I started to be mad at him. Way too much. I don't know why but I realized he's still thinking I didn't know about what he did on the beach and he still didn't tell me and didn't seemed to do it anyways. God, I would punch him in the face for that.

"Yes. You still know my name. Great," I rolled my eyes irritably.

"What do you mean."

"Nothing. I just wonder how long do you want to be quiet?" I sounded so mad. My head was burning and I didn't know for how long can I controll myself.

"I... I don't get it," he said dissapointly.

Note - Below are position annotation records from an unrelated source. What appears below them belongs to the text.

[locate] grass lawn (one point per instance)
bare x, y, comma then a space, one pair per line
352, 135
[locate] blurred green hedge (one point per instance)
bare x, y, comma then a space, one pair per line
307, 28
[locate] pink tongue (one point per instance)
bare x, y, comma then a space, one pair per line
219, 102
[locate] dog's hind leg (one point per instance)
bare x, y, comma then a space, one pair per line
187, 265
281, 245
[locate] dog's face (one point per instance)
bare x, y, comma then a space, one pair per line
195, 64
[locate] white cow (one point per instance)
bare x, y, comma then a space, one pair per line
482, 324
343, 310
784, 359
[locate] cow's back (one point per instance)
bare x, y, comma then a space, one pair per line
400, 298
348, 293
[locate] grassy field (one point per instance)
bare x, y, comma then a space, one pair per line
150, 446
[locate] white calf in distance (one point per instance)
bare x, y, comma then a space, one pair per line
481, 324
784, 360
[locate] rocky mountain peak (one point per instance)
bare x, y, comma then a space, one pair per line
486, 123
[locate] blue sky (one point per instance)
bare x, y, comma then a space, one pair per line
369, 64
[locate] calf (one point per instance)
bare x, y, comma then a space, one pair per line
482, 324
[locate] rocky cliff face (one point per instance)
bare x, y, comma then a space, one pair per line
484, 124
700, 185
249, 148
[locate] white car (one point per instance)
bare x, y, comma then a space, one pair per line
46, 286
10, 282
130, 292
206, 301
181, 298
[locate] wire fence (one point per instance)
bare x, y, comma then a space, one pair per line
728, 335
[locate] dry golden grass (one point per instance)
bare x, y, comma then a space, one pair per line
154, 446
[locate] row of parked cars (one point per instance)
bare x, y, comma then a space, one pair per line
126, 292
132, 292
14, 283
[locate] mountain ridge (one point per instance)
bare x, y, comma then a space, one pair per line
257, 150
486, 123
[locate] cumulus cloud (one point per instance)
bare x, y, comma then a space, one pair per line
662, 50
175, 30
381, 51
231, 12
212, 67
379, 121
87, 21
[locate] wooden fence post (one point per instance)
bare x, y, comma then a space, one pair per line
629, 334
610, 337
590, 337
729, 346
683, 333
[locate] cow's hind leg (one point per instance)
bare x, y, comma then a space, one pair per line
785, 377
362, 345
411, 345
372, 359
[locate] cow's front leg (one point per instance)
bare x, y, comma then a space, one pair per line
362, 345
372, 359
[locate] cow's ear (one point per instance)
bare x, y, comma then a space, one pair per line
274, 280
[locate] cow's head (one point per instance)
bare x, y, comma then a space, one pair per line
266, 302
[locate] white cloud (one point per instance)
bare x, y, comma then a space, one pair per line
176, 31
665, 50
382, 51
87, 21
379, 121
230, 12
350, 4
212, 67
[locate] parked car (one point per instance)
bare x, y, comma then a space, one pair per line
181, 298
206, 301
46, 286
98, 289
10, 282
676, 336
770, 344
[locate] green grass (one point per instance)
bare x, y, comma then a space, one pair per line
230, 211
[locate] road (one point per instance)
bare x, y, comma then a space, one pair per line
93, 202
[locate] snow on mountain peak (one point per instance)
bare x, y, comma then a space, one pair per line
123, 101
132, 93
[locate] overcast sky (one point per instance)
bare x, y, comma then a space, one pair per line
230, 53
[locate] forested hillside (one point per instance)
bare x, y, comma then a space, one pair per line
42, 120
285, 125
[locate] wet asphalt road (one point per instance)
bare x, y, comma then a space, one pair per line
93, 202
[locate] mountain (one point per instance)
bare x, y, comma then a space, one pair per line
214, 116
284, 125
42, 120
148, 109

"You don't get anything. You don't get I know about everything like for a week, you don't get how you hurt me, you don't even get how have I felt knowing it, don't you?" I was yelling at him now. And what was even better. The tears started to run down my faces. "Are you even a human?"

"You remem-"

"Yea I fucking remember the kiss," I interrupted him. "I am so sorry I remember it cause I would be so grateful to God if I couldn't."

"Mila, please, don't be mad at me. I wanted to tell you so bad but I was so scared you wouldn't look me in the eyes anymore. I couldn' loose you," he took my hand.

"Don't touch me!" I tried to hold the tears. "And don't call me Mila."

"I'm so sorry. You don't even know how I suffered by not telling you. I didn't want to make you hate me."

"You did already. Congratulations."

"Let me please explain it to you," he looked at me.

"Try," I shrugged.

"Look. I was drunk and you too. The first day after I kissed you," he swallowed nervously, "I thought this was the main reason why I did it. But... It wasn't at all. I realized I did it because of my feelings I started to have for you from the first time I saw you here. I'm so sorry I realized it this late. I feel so bad I hurt you, and I would understand if you wouldn't talk with me anymore," he turned his face from me.

God. I didn't know what to do. I was so mad at him and wanted him to feel it, but I understood him. I wouldn't tell him anyways.

I put my hand on his cheek and turned it his head back to me.

"Sorry," he whispered. "I didn't mean it like that."

I looked into his chocolate eyes. I could drown in them, get lost in them. But at first, I wanted to taste his lips again. This time they tasted like summer.